FREE USE in Primitive World

Chapter 127: The Mother of Mountain



He continued his hunt, his senses dialed to the maximum. The Ash Gray energy, now cleaner and sharper, filtered the auditory chaos, the dying screams behind him. He ignored the birds, the wind, the rustling leaves. He was looking for a specific voice… one that grated on his nerves like a stone scraping against bone.

He didn't have to wait long.

"...useless sack of shit! Hit it! Hit the legs!"

Sol stopped. A slow, cold smile curled his lips.

He knew that voice. It was the sound of arrogance. It was the sound of a man who thought he owned the world.

Vurok.

A cold, mirthless smile curled his lips beneath the shadow of the trees overhead.

"Found you," he whispered.

He altered his course, moving upwind. He climbed a low ridge, keeping low to the ground, his snake-skin cloak making him blur against the dark earth.

He crested the ridge and looked down into a wide, rocky depression.

There they were.

Vurok stood in the center, flanked by four lackeys…big, burly boys from the privileged clique. They were all armed with obsidian-tipped spears… weapons far superior to the wooden sticks the other kids were given. Obviously, privilege was in play.

They had surrounded a beast.

It was a Grath-Boar, also notoriously known as Spear Eaters. A massive beast found in this area. But this one was small… most likely a boarling, likely separated from its herd. Even as a kid… It was still the size of a black bear, weighing easily 600 pounds.

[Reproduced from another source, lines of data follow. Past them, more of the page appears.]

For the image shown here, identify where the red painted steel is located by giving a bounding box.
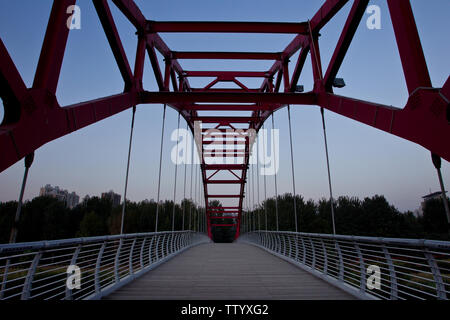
[0,0,450,237]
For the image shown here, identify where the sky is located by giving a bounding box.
[0,0,450,211]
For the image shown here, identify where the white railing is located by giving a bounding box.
[240,231,450,300]
[0,231,209,300]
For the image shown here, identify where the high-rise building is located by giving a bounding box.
[102,190,121,207]
[39,184,80,209]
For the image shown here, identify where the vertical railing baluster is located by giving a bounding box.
[21,250,42,300]
[353,241,366,292]
[155,234,161,261]
[128,237,137,275]
[0,259,11,300]
[334,239,344,281]
[382,244,398,300]
[300,236,306,265]
[114,238,123,283]
[309,238,316,269]
[320,239,328,275]
[65,244,82,300]
[424,248,447,300]
[148,235,157,265]
[139,237,147,270]
[94,241,106,293]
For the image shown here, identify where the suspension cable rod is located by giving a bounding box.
[288,105,298,232]
[181,122,188,231]
[192,158,198,230]
[189,134,195,230]
[172,113,180,232]
[272,112,280,231]
[263,124,268,231]
[120,106,136,234]
[256,134,261,230]
[155,104,166,232]
[431,153,450,232]
[320,108,336,234]
[8,152,34,242]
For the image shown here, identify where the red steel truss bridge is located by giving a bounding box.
[0,0,450,242]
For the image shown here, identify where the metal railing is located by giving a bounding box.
[0,231,209,300]
[240,231,450,300]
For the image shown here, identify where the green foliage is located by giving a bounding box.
[0,197,203,243]
[0,194,450,243]
[248,194,450,240]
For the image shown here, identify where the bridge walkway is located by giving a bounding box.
[104,242,354,300]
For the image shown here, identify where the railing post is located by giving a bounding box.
[128,238,137,275]
[139,237,147,270]
[161,233,168,259]
[287,234,293,259]
[0,259,10,300]
[65,244,82,300]
[334,239,344,281]
[309,238,316,269]
[114,238,123,283]
[155,234,161,261]
[353,241,366,292]
[382,244,398,300]
[300,237,306,265]
[424,248,447,300]
[21,251,42,300]
[148,235,158,265]
[94,241,106,293]
[320,239,328,275]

A dense block of muscle covered in layered bristles that looked like stone shards. Two jagged bone tusks fused with mineral deposits jutted from its jaw, glowing faintly as they struck the boys' spears.

"Surround it!" Vurok barked, standing safely behind his two largest goons. "Don't let it charge! Stab the eyes!"

SQUEEEAL!

The boarling thrashed, its hooves churning the dirt. It rammed one of the lackeys, sending him sprawling with a bruised rib, but the others jabbed their spears into its flanks.

Clang. Clang.

The spears sparked against the stone-like hide.

"It's too hard, Vurok!" one boy shouted, his face pale. "The spear won't go in!"

"Stop tickling it! Aim for the soft spots! Under the belly! Do I have to do everything myself?" Vurok screamed, his face red with frustration, yet he didn't step forward. He kept himself safe, barking orders like a king to his peasants.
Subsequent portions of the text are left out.